I have a book on learning Pytorch, this XKCD is in the first chapter and implementing this is the first code practice. It's amazing how things progress.
Even with AI models that can identify that there are birds in the picture. Having it decide with accuracy that the picture is of a bird is still a hard problem.
I remember this one. It seems as spot on now as it was then, IMO. It's not trying to say that object detection is magic or impossible, since it was totally possible then as well. It just requires a dedicated team + time + money to pay them, which is what this comic was trying to express. It is true there are more off-the-shelf software available for newer programmers now than there was before, so dev time is shorter, but that's more just degrees of comfort / budget as opposed to anything fundamentally different.
It could have been the other way around if global positioning systems were either not developed or used only by the military. In that case, detecting scenery of a park could be easier than trying to figure out the position on the map.
Or it could just be that maps data are not shared. You'll need to hire boats and hire people to go and draw the map.
That's true, even if the specific example doesn't hold, the core concept does. If I needed to implement a bird detector today, I'd make an API call to AWS Rekognition or an equivalent service. It would take me a day or two to learn the API and then maybe 4 hours to actually implement. But if you asked me to implement a bird species detector, I'm pretty sure there is no off the shelf API capable of that, and I would indeed need months or years.
It's a bit like saying "I wonder how the dinosaurs died?" in the early '00s, a few years before meteor theory really got nailed down. Like, ignore the last century of postulation. We just knocked this out real quick.
Like, ignore the last century of postulation.

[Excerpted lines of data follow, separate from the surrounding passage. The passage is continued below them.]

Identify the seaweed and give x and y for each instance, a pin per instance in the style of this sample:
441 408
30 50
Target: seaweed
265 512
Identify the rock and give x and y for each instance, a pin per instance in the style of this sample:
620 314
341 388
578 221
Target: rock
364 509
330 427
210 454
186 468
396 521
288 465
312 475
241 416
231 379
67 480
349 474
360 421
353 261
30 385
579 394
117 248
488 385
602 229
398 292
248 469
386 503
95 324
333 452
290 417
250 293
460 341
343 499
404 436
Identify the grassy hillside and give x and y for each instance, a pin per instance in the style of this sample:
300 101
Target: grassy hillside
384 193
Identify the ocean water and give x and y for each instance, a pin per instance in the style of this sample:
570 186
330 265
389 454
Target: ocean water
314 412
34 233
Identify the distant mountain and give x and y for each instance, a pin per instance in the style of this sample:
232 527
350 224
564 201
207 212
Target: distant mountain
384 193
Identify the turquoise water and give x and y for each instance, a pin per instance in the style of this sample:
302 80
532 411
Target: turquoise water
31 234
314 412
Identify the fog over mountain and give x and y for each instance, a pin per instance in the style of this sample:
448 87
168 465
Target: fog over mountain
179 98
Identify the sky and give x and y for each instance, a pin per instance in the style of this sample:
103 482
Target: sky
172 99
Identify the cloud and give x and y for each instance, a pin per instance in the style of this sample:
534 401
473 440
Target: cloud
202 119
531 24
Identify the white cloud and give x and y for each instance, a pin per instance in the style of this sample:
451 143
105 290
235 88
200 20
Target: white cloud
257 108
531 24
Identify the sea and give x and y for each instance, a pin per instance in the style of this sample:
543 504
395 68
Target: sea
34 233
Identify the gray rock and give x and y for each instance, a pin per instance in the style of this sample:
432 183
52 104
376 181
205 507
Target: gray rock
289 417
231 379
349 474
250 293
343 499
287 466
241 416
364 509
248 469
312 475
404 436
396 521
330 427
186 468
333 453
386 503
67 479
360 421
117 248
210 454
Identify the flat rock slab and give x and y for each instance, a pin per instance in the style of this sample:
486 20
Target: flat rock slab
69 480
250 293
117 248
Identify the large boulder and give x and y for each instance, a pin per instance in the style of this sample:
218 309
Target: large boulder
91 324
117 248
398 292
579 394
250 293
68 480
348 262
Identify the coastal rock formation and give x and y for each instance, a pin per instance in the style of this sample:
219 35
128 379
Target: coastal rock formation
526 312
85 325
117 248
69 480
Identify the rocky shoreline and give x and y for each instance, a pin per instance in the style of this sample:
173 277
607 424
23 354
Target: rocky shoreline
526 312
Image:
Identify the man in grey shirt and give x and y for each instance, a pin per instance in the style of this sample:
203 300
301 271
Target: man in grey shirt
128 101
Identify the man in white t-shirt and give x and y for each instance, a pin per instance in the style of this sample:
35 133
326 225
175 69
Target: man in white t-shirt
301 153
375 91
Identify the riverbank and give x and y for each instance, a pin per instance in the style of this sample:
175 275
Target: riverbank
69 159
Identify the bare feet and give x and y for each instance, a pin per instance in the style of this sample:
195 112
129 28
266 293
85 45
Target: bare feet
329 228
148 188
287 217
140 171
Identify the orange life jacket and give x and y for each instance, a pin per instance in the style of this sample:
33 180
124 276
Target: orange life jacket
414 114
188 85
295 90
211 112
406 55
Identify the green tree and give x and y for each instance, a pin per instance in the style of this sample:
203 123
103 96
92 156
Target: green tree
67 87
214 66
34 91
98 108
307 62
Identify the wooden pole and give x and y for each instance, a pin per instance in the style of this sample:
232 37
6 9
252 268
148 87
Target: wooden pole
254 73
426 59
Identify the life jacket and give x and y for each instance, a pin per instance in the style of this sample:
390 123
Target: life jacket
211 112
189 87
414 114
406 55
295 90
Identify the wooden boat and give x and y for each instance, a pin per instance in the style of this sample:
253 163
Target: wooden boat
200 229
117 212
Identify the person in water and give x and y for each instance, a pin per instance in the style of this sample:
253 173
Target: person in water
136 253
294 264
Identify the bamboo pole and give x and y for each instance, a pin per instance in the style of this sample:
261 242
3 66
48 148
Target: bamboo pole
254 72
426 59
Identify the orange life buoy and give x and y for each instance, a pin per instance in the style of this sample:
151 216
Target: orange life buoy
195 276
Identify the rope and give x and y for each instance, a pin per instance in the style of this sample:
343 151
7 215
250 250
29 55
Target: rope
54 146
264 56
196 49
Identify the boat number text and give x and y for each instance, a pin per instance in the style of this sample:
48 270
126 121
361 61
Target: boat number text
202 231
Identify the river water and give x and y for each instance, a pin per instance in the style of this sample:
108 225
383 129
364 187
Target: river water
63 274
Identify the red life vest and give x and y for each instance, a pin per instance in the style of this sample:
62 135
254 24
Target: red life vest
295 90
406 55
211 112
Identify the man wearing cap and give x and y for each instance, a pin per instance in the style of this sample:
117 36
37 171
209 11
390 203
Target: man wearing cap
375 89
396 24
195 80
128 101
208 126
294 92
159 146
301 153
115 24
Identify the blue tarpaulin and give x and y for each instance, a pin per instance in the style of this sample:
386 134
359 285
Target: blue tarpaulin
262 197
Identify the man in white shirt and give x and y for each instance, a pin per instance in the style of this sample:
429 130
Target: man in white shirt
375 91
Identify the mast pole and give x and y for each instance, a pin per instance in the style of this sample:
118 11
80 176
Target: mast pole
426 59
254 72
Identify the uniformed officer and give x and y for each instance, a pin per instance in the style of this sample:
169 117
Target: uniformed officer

We just knocked this out real quick.
Oh wow thanks, TIL. I was a kid in the 90s, and always taught and read "there's many guesses, but the most likely theory is a massive impact causing global changes". And only today I learnt that it was a relatively new theory at the time, and the crater wasn't even identified until the early 90s!
yeah, the comic describes it as "the virtually impossible" and directly notes we've spent 50 years trying. it's just a really interesting perspective that it was a recent truism that this stuff is virtually impossible, and we've solved it and a huge number of other very difficult problems in less than a decade.
I'm not saying we aren't building on centuries of work, i'm saying the rate of recent progress is remarkable. I feel like you missed the point on purpose in order to have a hot take.
yeah, the comic describes it as "the virtually impossible"
We are a lot better at it now than we were, say, ten years ago. But it is nearly trivial to outwit a "bird detecting algorithm" by holding up a vague facsimile of a bird. That gets us back to the old TrashFuture line about AI just being "some dude at a computer filling out captchas".
I'm not saying we aren't building on centuries of work, i'm saying the rate of recent progress is remarkable.
The recent progress is heavily overstated. More often than not, what a computer does today to recognize a bird is to pull on a large library of data labeled "birds" and ask if there's a close-enough match. But that large library is not AI driven. Its the consequence of a bunch of manual labeling done by humans with eyes and brains. A novel or rare species of bird, or a bird that's camouflaged, or even just a bird that's out-of-focus or badly rendered, will still consistently fail the "Is this a bird?" test.
Why do you think it's obsolete? I suppose nowadays we can use AI generative models to explain the difference between the easy and the virtually impossible, but it still can be hard.
I haven't used a computer to id birds before, so I'll take your word for it. That being said I know that programs I've tried are entirely incapable of identifying mushrooms (or even getting in the correct family sometimes). This may just be an issue of lack data, bc a lot of what I do to id is fairly simple and formulaic. On the other hand I use a lot of context clues which may not be readily apparent ig
Not only is this not obsolete, it's close to biographical as it closely references the first and second Artificial Intelligence Winters. The first being in the 60s. We've been working on these for a long time, so 5 years is short. It took until GPGPU to kick into full gear and some clever insights to get Deep Learning up and running (somewhat attributed to work published in 2011) to start reliably on this problem, and even that is an oversimplification of the timeline and the scope.
Others have mentioned oddities like the difficulty of subject matter (picture contains a bird vs picture of a bird) but there are a lot harder problems that are trivial to humans and counterintuitively incredibly hard for computers.